Early mornings with three hyperactive kids, and two grumpy ones: not my idea of a perfect vacation. Why, may you ask, were we going on vacation? Well, the "vacation" part was just a cover for another mission. Fang had found there was a huge lab where they were experimenting on avian DNA-hybrids. Probably another building full of bird kids—like us. Even though I'm the leader-all-powerful, when the younger kids get stubborn, there's going to be trouble.
Angel, Gazzy and Nudge suddenly went into full-on boycott mode when I told them we were going to go destroy another lab. Kids these days! Destroying evil scientists' labs isn't fun enough anymore. Luckily, Fang suggested it would be a vacation trip to Baltimore—then everything changed.

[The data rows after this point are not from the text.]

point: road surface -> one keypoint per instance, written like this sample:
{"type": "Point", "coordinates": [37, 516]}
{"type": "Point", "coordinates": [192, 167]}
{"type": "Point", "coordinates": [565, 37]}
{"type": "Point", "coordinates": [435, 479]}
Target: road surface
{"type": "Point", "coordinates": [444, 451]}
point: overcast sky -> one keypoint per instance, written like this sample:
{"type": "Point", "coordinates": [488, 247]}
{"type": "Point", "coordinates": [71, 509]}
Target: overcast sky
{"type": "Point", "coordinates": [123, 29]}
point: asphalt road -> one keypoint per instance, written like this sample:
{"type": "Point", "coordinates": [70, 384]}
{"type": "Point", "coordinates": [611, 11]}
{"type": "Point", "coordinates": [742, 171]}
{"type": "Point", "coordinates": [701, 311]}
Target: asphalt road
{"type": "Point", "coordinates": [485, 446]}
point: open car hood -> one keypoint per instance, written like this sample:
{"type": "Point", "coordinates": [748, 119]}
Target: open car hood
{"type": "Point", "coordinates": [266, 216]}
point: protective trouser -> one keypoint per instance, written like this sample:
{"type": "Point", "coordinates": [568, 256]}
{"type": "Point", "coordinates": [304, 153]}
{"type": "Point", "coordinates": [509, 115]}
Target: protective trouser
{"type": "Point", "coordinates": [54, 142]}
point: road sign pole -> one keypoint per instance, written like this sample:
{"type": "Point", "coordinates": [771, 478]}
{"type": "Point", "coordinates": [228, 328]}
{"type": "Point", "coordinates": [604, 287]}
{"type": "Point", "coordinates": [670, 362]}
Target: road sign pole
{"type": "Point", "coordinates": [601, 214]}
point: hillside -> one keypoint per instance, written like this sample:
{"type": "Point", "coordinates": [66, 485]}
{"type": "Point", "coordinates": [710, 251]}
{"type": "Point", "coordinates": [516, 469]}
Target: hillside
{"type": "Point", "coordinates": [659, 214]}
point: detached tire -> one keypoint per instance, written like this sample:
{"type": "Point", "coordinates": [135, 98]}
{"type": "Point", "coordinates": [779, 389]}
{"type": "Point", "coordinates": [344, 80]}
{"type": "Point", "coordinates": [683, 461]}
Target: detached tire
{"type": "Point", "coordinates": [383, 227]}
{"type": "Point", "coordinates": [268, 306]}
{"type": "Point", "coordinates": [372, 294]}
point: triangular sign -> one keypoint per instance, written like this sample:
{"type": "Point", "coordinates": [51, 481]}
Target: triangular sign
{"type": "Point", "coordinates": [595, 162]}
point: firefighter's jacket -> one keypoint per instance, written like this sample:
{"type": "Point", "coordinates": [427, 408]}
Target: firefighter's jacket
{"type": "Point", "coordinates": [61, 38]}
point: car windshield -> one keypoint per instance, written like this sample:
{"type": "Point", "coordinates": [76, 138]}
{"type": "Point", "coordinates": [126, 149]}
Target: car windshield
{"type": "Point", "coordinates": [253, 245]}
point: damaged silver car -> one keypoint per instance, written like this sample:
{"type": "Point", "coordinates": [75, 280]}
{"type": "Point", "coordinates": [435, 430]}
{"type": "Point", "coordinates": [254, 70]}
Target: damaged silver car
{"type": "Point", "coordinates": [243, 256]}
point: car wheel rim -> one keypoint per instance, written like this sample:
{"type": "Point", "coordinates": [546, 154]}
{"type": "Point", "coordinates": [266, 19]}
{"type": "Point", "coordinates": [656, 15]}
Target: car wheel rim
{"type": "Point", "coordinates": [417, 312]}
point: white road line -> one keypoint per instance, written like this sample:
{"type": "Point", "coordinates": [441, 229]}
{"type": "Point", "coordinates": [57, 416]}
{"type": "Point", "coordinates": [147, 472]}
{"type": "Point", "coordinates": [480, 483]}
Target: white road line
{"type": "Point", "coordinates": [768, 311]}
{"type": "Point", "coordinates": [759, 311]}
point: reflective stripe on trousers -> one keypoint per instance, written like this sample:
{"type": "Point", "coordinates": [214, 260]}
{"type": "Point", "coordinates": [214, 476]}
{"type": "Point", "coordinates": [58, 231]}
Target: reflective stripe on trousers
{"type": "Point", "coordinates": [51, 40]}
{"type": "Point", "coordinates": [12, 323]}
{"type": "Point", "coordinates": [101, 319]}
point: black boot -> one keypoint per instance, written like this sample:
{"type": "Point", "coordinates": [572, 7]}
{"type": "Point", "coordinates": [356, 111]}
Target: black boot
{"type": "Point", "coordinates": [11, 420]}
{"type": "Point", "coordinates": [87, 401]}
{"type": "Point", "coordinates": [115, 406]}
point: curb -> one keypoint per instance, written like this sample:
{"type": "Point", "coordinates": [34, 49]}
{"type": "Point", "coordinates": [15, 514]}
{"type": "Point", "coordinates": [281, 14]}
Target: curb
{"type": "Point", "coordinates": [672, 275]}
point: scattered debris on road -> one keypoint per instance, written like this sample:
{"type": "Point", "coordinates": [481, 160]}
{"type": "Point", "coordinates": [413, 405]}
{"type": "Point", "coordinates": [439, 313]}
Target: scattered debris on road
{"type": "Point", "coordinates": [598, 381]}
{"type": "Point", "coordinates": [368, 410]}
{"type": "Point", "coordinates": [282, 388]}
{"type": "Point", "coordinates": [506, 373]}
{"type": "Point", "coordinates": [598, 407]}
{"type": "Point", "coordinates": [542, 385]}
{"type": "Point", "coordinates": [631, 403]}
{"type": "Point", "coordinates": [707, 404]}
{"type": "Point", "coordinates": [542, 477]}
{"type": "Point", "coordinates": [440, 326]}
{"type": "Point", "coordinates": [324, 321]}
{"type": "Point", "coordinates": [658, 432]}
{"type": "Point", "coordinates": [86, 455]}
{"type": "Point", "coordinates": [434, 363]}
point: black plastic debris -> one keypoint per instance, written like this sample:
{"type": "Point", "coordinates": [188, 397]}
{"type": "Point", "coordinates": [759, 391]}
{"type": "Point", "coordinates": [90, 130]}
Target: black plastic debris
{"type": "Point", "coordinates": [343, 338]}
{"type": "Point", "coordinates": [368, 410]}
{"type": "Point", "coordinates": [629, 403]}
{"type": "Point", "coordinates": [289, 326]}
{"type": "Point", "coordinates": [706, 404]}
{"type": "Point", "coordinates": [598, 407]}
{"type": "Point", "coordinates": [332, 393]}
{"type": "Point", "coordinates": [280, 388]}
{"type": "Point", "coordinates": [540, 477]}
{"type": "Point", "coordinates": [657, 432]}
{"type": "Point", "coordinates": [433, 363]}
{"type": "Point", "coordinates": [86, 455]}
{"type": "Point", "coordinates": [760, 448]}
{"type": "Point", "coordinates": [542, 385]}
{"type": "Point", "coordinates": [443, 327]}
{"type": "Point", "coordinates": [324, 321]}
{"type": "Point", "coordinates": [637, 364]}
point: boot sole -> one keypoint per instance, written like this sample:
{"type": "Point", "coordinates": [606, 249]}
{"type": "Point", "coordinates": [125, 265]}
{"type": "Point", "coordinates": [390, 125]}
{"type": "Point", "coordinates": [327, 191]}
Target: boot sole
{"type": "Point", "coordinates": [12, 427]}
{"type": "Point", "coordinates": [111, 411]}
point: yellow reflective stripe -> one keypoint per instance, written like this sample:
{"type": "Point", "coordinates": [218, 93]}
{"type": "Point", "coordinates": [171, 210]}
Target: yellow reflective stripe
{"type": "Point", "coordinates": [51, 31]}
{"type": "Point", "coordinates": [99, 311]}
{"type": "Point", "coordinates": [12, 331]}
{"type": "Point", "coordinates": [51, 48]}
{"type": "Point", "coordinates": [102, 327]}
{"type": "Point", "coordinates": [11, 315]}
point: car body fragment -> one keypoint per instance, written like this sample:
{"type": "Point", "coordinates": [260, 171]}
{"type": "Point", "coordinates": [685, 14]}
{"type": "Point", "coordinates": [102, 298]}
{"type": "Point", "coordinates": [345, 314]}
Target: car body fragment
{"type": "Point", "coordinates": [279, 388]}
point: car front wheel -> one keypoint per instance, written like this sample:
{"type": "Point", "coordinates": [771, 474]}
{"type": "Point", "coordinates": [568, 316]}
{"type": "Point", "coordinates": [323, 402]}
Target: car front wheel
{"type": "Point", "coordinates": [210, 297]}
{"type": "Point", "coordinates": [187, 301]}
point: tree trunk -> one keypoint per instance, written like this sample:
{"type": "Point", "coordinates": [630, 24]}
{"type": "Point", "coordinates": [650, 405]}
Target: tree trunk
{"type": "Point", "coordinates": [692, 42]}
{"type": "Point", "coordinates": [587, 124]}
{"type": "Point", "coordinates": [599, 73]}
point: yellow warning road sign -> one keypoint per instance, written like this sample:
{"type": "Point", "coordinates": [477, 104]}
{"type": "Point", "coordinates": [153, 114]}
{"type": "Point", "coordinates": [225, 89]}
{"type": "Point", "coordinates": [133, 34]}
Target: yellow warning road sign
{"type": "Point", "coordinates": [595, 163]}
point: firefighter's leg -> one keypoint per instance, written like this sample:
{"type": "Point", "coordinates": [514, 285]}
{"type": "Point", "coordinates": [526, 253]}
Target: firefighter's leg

With the help of his laptop and a few images of the harbor that I was sure were photoshopped, everyone agreed to come.
Then the coffee comes in—just wait for it. I suggested we take a break from flying. We touched down in Kansas, in this place called Junction City. Did you know there is a huge Starbucks in Junction City? I sure didn't. Until Nudge came out with a XXL Vanilla Spice Frappuccino, followed by Gazzy holding a Caramel Macchiato that was at least half as big as his head.
So now we were flying over the Kansas-Missouri border. Nudge lifted her wing a little to swerve closer to me. "Coffee is so good. Did you know that New Yorkers drink almost seven times as much coffee than other cities in the U.S.? How do they measure that? Do they ask people how much coffee they drink a day? Maybe that could be a question on the Census. 'How much coffee do you drink every day?' What if people lied? Then the whole thing would be wrong. How do the Census people know that we're not lying?" Nudge looked at me, genuinely concerned for the Census people.
"Don't know, don't care," I replied. Nudge frowned at me and went to talk to Gazzy, who was screaming his head off while making loops and figure eights in the air. Ah, the wonders of caffeine.
Fang was flying silently below me, carrying a canvas bag. By its size, I could tell it contained his precious laptop. He spent so much time on it that it was practically glued to his face. I almost laughed at the thought. "What?" he said defensively, calling from down below me. "Nothing," I said.
Iggy was flying silently to my right, with no possessions whatsoever. He looked—free. Happy. Angel was flying down below, holding Celeste dangerously by the halo. I was not going to get that back if it fell down into Missouri. Note to self: buy Celeste a leash.
Overall, the trip was going terribly. But at least the kids weren't saying—"I'm hungry!" Gazzy wailed. I groaned. "Fine, we'll stop at McDonald's." Everyone cheered—wait, no, not Fang. I folded in my wings a little. The Baltimore Avian DNA facility was going to have to wait.